Closed niranjchandrasekaran closed 2 years ago
Also in https://github.com/cytomining/profiling-recipe/blob/master/README.md#push-the-profiles-to-github the instruction says
git add profiles/${BATCH}/*.dvc profiles/*.gitignore
I didn't find profiles/*.gitignore
in my directory. Did I do something wrong?
we should initialize dvc from the data repo and not the recipe repo, right?
yes, from the data repo. Thanks for catching that.
I didn't find profiles/*.gitignore in my directory.
I think that's because I added the --recursive flag into the command after writing the instructions. Did you happen to note what was output when you ran dvc add profiles/${BATCH} --recursive
? Usually when you run dvc add a_single_file
it outputs a statement telling you exactly what you need to add to git. Did you find a .gitignore
anywhere???
Did you happen to note what was output when you ran dvc add profiles/${BATCH} --recursive? Usually when you run dvc add a_single_file it outputs a statement telling you exactly what you need to add to git.
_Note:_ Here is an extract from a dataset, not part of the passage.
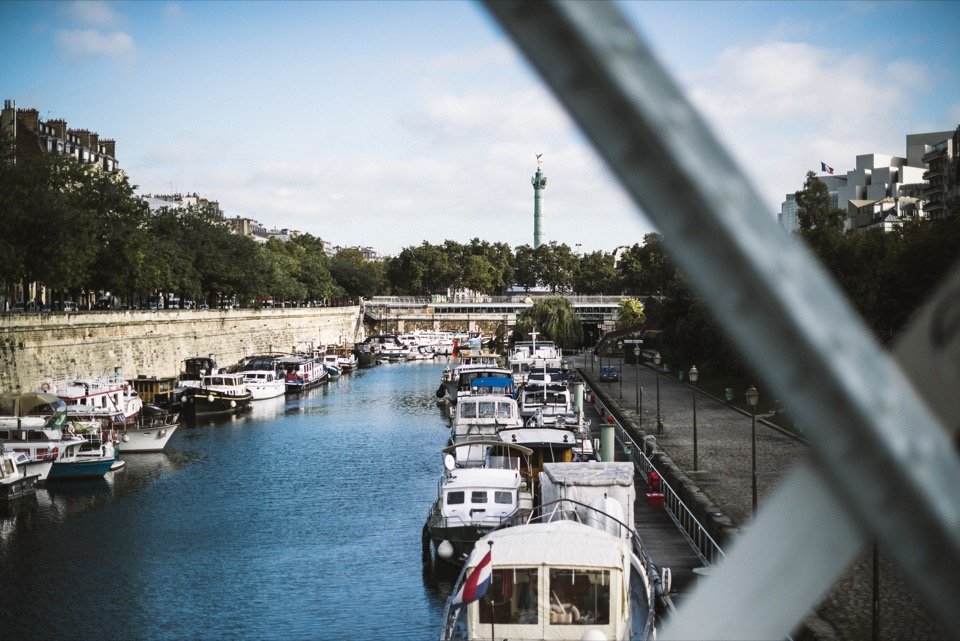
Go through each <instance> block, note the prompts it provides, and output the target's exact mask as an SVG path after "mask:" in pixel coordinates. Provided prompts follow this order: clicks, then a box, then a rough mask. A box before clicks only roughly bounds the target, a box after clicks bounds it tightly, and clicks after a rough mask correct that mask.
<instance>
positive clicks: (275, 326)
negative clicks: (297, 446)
mask: <svg viewBox="0 0 960 641" xmlns="http://www.w3.org/2000/svg"><path fill="white" fill-rule="evenodd" d="M362 320H363V319H362V315H361V311H360V308H359V307H329V308H302V309H301V308H296V309H264V310H246V309H239V310H221V311H214V310H203V311H201V310H168V311H125V312H86V313H78V314H0V392H9V391H18V390H22V391H32V390H33V389H35V388H36V386H37V384H38V382H39V381H41V380H43V379H46V378H56V377H62V376H81V377H88V376H100V375H105V374H113V373H114V372H115V371H116V370H117V368H119V369H120V371H121V372H122V373H123V376H124V377H125V378H133V377H136V376H138V375H140V374H143V375H146V376H176V375H177V374H178V373H179V372H180V370H181V366H182V362H183V360H184V359H185V358H189V357H191V356H208V355H211V354H212V355H213V357H214V358H215V359H216V361H217V363H218V364H220V365H224V366H226V365H232V364H233V363H236V362H237V361H238V360H240V359H241V358H242V357H244V356H248V355H251V354H256V353H262V352H267V351H270V350H273V351H290V350H291V349H292V348H293V346H294V345H299V346H309V345H310V344H311V343H312V344H313V345H315V346H319V345H322V344H326V345H336V344H343V343H348V344H353V343H355V342H359V341H362V340H363V339H364V338H365V333H364V326H363V322H362Z"/></svg>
I don't remember what the output was.
Did you find a .gitignore anywhere?
There are .gitignore
files within each of the /profiles/${BATCH}/<plate>/
folders.
Using the --recursive flag it was automatically creating a separate .gitignore for each separate .dvc file it was creating. So it makes sense that rather than one .gitignore being in the parent folder there are many .gitignores in the subfolders.
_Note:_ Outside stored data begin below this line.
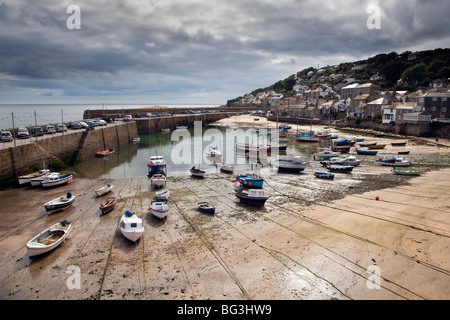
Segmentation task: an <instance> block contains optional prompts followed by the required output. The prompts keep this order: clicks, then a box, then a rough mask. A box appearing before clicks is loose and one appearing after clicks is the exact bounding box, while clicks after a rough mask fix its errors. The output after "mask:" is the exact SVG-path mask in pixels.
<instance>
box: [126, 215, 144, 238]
mask: <svg viewBox="0 0 450 320" xmlns="http://www.w3.org/2000/svg"><path fill="white" fill-rule="evenodd" d="M120 232H121V233H122V235H123V236H124V237H125V238H127V239H128V240H130V241H137V240H139V239H140V238H141V237H142V235H143V234H144V226H143V225H142V219H141V218H139V217H138V216H137V215H136V214H135V213H133V212H130V211H128V210H127V211H125V213H124V215H123V216H122V218H121V219H120Z"/></svg>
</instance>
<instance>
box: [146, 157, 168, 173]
mask: <svg viewBox="0 0 450 320" xmlns="http://www.w3.org/2000/svg"><path fill="white" fill-rule="evenodd" d="M147 168H148V175H149V176H152V175H153V174H155V173H162V174H166V171H167V164H166V161H165V160H164V157H163V156H158V155H156V156H151V157H150V159H149V161H148V162H147Z"/></svg>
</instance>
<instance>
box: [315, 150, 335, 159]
mask: <svg viewBox="0 0 450 320" xmlns="http://www.w3.org/2000/svg"><path fill="white" fill-rule="evenodd" d="M313 156H314V160H315V159H316V157H317V158H319V159H322V160H329V159H330V158H334V157H339V156H340V153H339V152H335V151H331V150H324V151H320V152H316V153H314V154H313Z"/></svg>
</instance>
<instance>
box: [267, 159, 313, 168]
mask: <svg viewBox="0 0 450 320" xmlns="http://www.w3.org/2000/svg"><path fill="white" fill-rule="evenodd" d="M273 164H274V166H276V167H278V169H281V170H295V171H303V170H305V168H306V167H307V166H308V164H309V163H308V161H305V160H304V159H303V157H301V156H295V157H292V158H283V159H276V160H274V161H273Z"/></svg>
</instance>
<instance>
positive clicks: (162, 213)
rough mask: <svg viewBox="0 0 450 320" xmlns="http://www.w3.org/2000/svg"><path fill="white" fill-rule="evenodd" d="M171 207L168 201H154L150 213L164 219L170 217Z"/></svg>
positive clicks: (160, 218) (155, 215)
mask: <svg viewBox="0 0 450 320" xmlns="http://www.w3.org/2000/svg"><path fill="white" fill-rule="evenodd" d="M169 210H170V206H169V204H168V203H167V201H152V202H151V203H150V207H149V208H148V211H150V213H151V214H153V215H154V216H155V217H158V218H160V219H164V218H166V217H167V216H168V215H169Z"/></svg>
So the problem is that we need a glob that will get all files ending in .gitignore
within the profiles/${BATCH}/<plate>
folders so I think that means we need our .gitignore glob to instead be profiles/${BATCH}/*/*.gitignore
We also need to make sure the git add profiles/${BATCH}/*.dvc
is getting all the .dvc files. Do we end up with files within the BATCH folder and within PLATE subfolders? If so we can just expand this part to git add profiles/${BATCH}/*.dvc profiles/${BATCH}/*/*.dvc
So if all that's right, then we need our git command to be:
git add profiles/${BATCH}/*.dvc profiles/${BATCH}/*/*.dvc profiles/${BATCH}/*/*.gitignore
Does that make sense? Does it grab all the .dvc and .gitignore files?
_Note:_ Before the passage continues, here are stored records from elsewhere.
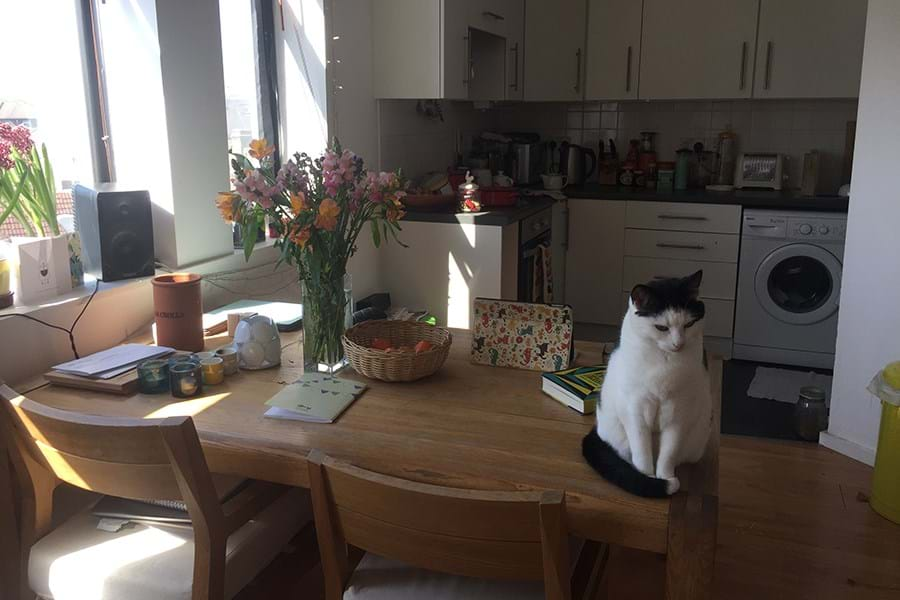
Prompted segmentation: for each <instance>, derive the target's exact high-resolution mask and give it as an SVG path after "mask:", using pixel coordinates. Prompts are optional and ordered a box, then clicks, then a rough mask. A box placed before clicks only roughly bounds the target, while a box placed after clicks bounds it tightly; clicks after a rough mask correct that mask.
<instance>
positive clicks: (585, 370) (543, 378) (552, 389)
mask: <svg viewBox="0 0 900 600" xmlns="http://www.w3.org/2000/svg"><path fill="white" fill-rule="evenodd" d="M605 376H606V366H605V365H603V366H596V367H575V368H574V369H564V370H562V371H556V372H555V373H544V374H543V375H542V376H541V389H542V390H543V391H544V393H545V394H547V395H548V396H550V397H551V398H554V399H556V400H558V401H559V402H562V403H563V404H565V405H566V406H568V407H569V408H574V409H575V410H577V411H578V412H580V413H582V414H585V415H587V414H590V413H592V412H594V411H595V410H596V409H597V400H598V399H599V398H598V396H599V392H600V386H602V385H603V378H604V377H605Z"/></svg>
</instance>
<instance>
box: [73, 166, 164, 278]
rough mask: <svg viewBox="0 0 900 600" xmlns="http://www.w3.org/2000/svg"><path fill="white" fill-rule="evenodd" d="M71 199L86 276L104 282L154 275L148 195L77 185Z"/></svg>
mask: <svg viewBox="0 0 900 600" xmlns="http://www.w3.org/2000/svg"><path fill="white" fill-rule="evenodd" d="M72 197H73V200H74V202H75V229H76V230H78V233H79V234H80V235H81V245H82V254H83V258H84V264H85V272H86V273H90V274H91V275H93V276H94V277H97V278H98V279H102V280H103V281H118V280H120V279H131V278H134V277H147V276H152V275H153V274H154V260H153V259H154V252H153V216H152V213H151V210H150V194H149V192H147V191H145V190H134V189H126V188H122V187H121V186H117V185H116V184H114V183H98V184H95V185H94V186H92V187H87V186H83V185H76V186H75V187H74V188H73V189H72Z"/></svg>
@niranjchandrasekaran can you test it with git add --dry-run --verbose
to make sure it gets everything?
Thanks Erin! That makes sense.
I haven't tested this again, but when I ran the recipe the last time, I noticed that even though the .dvc
files are in profiles/<BATCH>/<PLATE>/
, the command in your instructions (git add profiles/${BATCH}/*.dvc
) seems to correctly add them. I guess git add profiles/*.gitignore
is also able to add all the .gitignore
files even though they are in profiles/<BATCH>/<PLATE>
.
So if all that's right, then we need our git command to be:
git add profiles/${BATCH}/*.dvc profiles/${BATCH}/*/*.dvc profiles/${BATCH}/*/*.gitignore
We won't need the first part (profiles/${BATCH}/*.dvc
) right, or are there .dvc
files expected in profiles/${BATCH}/
?
Do we ever output profiles directly to a profiles/BATCH folder and not a profiles/BATCH/PLATE subfolder?
I had looked at the files generated and got confused about <BATCH>_normalized_feature_select_<LEVEL>.csv.gz
and <BATCH>_normalized_feature_select_negcon_<LEVEL>.csv.gz
but they are generated into the gct/BATCH folder and not the profiles/BATCH folder and so don't need to be caught with this command.
If there's never profiles directly in the BATCH folder to commit and they're always in PLATE subfolders, then you're right:
git add profiles/${BATCH}/*/*.dvc profiles/${BATCH}/*/*.gitignore
If there's never profiles directly in the BATCH folder to commit and they're always in PLATE subfolders, then you're right: git add profiles/${BATCH}//.dvc profiles/${BATCH}//.gitignore
That's right, there are no profiles in the BATCH folder.
@ErinWeisbart we should initialize dvc from the data repo and not the recipe repo, right? or does it not matter?